Create the singleton instance of the SimpleJdbcInsert Command for the corresponding table.Prepare the Map of key-value  pairs by parsing the incoming data and simply push the data into the tables against the corresponding columns (keys in the map).
Number num = insertCommand.executeAndReturnKey(parameters);
Or insertCommand.executeBatch(…)  
  • It may be tweaked to leverage DatabaseMetadata and perform DDL on RDBMS programmatically.
  • But its very costly to Create/Update/Delete columns in relational data-store on-the-fly.
  • So finally we take resort to MongoDB.

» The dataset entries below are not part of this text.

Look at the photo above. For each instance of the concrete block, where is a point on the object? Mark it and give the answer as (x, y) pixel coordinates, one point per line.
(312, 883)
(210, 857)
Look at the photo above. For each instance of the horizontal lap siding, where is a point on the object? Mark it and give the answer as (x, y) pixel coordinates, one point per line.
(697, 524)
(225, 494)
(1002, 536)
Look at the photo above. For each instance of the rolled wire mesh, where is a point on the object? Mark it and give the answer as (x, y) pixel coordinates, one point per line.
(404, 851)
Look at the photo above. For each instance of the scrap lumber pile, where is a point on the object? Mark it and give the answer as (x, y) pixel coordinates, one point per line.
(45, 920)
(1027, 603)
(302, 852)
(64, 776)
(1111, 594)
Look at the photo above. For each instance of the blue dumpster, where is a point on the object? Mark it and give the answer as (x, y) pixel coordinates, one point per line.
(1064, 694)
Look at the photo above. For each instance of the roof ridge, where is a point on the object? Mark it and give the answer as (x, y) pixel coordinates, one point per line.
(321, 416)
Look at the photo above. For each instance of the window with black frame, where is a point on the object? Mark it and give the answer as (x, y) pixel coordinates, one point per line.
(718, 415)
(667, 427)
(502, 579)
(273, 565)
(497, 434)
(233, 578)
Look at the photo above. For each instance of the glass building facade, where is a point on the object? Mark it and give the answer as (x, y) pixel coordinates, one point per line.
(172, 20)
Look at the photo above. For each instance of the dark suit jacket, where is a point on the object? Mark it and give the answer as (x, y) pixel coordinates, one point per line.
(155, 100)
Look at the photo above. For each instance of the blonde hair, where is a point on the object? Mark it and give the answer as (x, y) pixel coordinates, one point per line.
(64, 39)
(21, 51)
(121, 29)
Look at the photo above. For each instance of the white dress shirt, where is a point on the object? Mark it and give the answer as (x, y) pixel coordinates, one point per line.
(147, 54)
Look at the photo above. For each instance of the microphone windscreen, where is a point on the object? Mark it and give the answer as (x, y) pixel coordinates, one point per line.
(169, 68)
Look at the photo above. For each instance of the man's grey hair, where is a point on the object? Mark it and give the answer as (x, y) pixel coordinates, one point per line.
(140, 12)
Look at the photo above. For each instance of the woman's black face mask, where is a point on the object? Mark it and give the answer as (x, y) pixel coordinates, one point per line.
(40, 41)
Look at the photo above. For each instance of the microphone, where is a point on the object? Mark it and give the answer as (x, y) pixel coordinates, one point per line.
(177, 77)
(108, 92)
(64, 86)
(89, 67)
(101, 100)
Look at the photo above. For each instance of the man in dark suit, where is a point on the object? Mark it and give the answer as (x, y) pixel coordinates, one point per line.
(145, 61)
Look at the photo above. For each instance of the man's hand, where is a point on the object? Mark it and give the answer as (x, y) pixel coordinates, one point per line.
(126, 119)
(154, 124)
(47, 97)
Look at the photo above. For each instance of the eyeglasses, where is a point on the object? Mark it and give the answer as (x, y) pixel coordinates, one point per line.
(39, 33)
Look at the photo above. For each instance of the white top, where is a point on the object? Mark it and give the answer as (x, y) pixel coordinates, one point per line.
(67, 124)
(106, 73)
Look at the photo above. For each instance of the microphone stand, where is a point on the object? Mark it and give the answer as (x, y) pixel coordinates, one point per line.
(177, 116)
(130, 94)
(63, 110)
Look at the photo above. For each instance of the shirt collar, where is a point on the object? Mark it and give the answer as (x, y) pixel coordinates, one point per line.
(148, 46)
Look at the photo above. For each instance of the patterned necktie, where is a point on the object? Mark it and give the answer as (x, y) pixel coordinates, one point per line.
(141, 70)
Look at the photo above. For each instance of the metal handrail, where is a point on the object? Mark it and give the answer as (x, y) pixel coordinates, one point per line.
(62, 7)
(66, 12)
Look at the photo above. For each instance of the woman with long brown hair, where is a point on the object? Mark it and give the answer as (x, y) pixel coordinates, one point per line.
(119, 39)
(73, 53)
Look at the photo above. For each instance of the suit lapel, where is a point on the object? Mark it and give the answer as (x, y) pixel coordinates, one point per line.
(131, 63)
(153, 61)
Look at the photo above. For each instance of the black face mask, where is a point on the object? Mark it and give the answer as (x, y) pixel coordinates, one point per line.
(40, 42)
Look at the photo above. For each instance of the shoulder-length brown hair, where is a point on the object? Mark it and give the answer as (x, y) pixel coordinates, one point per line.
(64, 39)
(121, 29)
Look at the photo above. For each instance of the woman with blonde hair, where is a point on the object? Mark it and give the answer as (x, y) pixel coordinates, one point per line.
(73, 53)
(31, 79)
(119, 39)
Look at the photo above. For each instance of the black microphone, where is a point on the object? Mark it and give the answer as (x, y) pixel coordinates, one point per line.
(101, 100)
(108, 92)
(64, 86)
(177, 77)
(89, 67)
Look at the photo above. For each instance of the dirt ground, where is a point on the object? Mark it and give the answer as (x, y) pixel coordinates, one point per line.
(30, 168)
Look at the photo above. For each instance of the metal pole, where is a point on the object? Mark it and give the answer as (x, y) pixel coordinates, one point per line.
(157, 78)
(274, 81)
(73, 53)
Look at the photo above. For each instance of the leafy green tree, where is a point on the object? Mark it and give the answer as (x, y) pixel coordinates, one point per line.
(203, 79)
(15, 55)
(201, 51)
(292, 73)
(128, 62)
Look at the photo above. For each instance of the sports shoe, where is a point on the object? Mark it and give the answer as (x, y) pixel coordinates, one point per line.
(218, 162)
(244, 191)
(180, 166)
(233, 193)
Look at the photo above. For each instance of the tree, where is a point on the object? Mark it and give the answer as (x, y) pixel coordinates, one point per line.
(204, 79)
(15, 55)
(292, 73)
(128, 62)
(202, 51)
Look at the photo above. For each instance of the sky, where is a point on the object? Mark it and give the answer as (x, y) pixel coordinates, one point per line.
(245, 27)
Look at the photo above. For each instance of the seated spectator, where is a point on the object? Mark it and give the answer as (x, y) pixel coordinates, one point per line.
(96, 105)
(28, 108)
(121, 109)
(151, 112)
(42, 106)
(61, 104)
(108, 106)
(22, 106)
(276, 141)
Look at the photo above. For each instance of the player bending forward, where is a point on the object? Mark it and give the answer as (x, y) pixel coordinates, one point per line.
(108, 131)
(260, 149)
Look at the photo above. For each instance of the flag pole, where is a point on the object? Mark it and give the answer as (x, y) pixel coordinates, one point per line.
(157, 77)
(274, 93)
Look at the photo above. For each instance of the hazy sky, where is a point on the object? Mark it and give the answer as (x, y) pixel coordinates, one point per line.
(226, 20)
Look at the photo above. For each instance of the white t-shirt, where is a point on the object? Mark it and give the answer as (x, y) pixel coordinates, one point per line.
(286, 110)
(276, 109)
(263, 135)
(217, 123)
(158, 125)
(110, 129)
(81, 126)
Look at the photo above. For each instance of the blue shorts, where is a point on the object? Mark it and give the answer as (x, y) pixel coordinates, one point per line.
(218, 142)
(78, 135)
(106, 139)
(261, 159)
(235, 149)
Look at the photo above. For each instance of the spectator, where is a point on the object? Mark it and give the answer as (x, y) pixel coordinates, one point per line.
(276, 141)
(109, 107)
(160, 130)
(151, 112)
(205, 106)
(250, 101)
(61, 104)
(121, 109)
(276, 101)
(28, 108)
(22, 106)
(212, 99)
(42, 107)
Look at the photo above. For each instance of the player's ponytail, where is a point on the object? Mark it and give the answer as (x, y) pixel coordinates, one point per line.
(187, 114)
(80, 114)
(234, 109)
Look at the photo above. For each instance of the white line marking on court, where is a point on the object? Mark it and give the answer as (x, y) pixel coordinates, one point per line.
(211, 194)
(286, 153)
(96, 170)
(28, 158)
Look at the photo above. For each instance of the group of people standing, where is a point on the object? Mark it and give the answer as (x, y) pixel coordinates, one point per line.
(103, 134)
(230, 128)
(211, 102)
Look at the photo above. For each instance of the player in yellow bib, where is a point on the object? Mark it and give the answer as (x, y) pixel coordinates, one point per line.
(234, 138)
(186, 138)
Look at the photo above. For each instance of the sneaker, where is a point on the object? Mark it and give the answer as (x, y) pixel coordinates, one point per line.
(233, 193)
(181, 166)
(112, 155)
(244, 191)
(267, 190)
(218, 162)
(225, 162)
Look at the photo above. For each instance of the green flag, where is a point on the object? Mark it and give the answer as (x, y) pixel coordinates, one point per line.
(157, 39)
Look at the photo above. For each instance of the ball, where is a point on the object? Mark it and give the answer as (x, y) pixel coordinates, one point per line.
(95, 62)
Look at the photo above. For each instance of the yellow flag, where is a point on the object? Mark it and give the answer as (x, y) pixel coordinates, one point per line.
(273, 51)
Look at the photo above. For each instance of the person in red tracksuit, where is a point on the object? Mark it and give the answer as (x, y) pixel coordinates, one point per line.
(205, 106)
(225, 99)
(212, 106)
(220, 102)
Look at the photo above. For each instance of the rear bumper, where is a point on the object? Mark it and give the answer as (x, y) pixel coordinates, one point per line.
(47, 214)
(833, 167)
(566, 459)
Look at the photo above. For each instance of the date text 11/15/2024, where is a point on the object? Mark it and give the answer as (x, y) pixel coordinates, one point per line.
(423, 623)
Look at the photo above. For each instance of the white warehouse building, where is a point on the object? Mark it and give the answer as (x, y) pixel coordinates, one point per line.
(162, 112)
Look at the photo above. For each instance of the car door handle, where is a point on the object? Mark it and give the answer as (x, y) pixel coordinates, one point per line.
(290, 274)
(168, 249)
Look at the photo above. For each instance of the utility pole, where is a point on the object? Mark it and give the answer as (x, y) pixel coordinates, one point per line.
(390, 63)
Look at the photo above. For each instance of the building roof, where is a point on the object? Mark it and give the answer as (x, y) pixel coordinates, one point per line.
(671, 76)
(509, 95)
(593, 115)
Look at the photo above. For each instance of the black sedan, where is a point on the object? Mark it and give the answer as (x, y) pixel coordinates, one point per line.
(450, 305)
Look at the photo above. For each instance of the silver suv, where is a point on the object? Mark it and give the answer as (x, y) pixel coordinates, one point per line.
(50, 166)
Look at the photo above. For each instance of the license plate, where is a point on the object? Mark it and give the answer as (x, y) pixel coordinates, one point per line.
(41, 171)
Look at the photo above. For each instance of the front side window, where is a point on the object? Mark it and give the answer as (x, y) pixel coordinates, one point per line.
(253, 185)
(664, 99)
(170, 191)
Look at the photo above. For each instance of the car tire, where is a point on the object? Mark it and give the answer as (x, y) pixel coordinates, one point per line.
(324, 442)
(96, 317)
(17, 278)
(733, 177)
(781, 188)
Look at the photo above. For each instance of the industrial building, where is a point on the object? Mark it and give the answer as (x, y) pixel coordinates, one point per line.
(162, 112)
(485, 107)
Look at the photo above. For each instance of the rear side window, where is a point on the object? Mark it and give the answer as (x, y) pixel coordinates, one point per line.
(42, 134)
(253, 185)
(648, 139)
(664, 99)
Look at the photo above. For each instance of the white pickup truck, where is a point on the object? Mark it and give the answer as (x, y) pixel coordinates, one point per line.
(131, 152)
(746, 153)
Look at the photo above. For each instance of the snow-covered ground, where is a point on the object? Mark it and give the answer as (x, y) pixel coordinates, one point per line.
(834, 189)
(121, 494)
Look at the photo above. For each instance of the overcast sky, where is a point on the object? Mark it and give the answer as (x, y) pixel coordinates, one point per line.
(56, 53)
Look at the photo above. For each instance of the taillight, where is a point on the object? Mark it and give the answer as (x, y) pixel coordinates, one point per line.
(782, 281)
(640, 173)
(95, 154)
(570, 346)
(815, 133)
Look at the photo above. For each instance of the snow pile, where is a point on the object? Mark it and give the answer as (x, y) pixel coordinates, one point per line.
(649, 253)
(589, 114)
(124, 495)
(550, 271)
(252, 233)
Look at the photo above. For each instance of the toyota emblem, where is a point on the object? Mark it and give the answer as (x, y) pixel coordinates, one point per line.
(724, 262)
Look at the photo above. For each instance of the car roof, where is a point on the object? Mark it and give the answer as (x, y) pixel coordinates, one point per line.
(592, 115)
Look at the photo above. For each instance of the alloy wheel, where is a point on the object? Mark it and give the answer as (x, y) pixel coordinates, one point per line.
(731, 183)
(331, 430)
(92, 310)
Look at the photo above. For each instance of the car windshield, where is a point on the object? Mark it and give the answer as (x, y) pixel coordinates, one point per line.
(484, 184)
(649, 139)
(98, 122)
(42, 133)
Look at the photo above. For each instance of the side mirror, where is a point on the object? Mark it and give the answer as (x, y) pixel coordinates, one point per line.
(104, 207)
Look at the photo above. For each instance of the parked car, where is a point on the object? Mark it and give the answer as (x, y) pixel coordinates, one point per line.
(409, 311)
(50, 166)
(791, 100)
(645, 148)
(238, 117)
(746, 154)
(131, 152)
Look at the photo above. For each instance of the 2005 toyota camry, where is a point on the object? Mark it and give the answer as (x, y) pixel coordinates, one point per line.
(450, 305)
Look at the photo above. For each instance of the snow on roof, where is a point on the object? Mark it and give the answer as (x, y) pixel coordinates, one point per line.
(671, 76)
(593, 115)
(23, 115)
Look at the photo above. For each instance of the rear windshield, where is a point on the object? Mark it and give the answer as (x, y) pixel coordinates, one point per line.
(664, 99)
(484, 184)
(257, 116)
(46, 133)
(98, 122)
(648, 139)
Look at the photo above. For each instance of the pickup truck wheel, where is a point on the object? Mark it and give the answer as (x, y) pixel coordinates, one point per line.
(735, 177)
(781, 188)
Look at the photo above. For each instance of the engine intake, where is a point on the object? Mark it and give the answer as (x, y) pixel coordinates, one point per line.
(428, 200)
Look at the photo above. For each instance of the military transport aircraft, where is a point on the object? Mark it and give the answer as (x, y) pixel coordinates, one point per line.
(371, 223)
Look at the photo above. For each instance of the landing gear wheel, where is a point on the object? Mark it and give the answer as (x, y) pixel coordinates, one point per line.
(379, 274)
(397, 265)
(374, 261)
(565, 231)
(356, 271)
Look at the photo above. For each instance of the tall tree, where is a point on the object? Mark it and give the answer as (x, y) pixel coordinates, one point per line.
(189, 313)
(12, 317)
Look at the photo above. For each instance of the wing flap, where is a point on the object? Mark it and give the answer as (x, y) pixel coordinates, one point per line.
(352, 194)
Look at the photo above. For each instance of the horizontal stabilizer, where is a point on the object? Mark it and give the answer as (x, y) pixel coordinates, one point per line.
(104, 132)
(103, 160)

  • If the Business Entity has a pre-defined set of attributes we should leverage the well-known annotated document object.
  • Otherwise if Entity structure is changing constantly to accommodate newer attributes, then just create new DBOnjects and DBRefs.
MongoConfig creates a MongoTemplate against the database "staging" MongoDataAccessService provides all CRUD operations.MongoRestController specifies all the Rest operations.
Sneak Peak into the code .. org.jdom.Element rootElement = jdomDocument.getRootElement(); String rootElemName = rootElement.getName();
    if (!mongoDataAccessService.collectionExists(rootElemName)) {
        mongoDataAccessService.createCollection(rootElemName);
    }
    // we assume the element contains all the values for the table-columns
    // as the attributes.
    List list = rootElement.getAttributes();
    DBObject parentDocument = new BasicDBObject();
    // suppress _ClassName in the DbObject
    for (Object attr : list) {
        org.jdom.Attribute source = (org.jdom.Attribute) attr;
        if (source.getName().equals("Id")) {
            parentDocument.put("_id", source.getValue()); // use the original incoming Id
            // candidate for shard key -- TODO
        } else {
            parentDocument.put(source.getName(), source.getValue());
        }
    }
    // Now iterate through the Child Elements and store them as Database
    // References
    DBRef childDocumentRef = new DBRef(
            mongoDataAccessService.getDB("staging"), elementName, elementId);
    parentDocument.put(elementName + "_ref", childDocumentRef);
Runtime Steps :
  • target folder already contains a pre-built war file.
  • just drop the war inside an app server context root.
  • http://localhost:8080/dynamic-data-collection/mongo/entities/add
  • Run the MongoRestClient to dynamically extract an entity from XML fragment and add it to the corresponding Collection.
  • Simple MongoClient just creates instance of a predefined Mongo Document. This comes handy when Entity has a fixed set of attributes.

Code :  https://github.com/kaniska/Dynamic-Object-Persistence 

Take Away :
  • Analyze the Business requirements and accordingly categorize the types of Entities.
  • If all Entities can have pre-defined schema then use SimpleJdbcInsert Command along with MySQL / Oracle for best performance.
  • But in case the Business Process consists of both fixed and dynamic entities, then consider the following approach.
  • Define annotated POJO (Mongo Document) for the Entities having a fixed structure.
  • If same type of Entity has different set of attributes for different entities then consider creating them dynamically.
  • So the choice of database (MongoDB Vs RDBMS) - depends upon how much dynamism one needs to accommodate in the application.
Future Improvements
  1. Externalize the MongoDB configuration in external properties file. (Tried but somehow it did not work.)
  2. Use the latest Spring-MongoDB release
  3. Work with XPathOperations instead of parsing xml fragments manually.
  4. Figure out if Spring-Data MongoDB API leverages latest Morphia annotations for journal-sync, suppressing _ClassName in objects etc.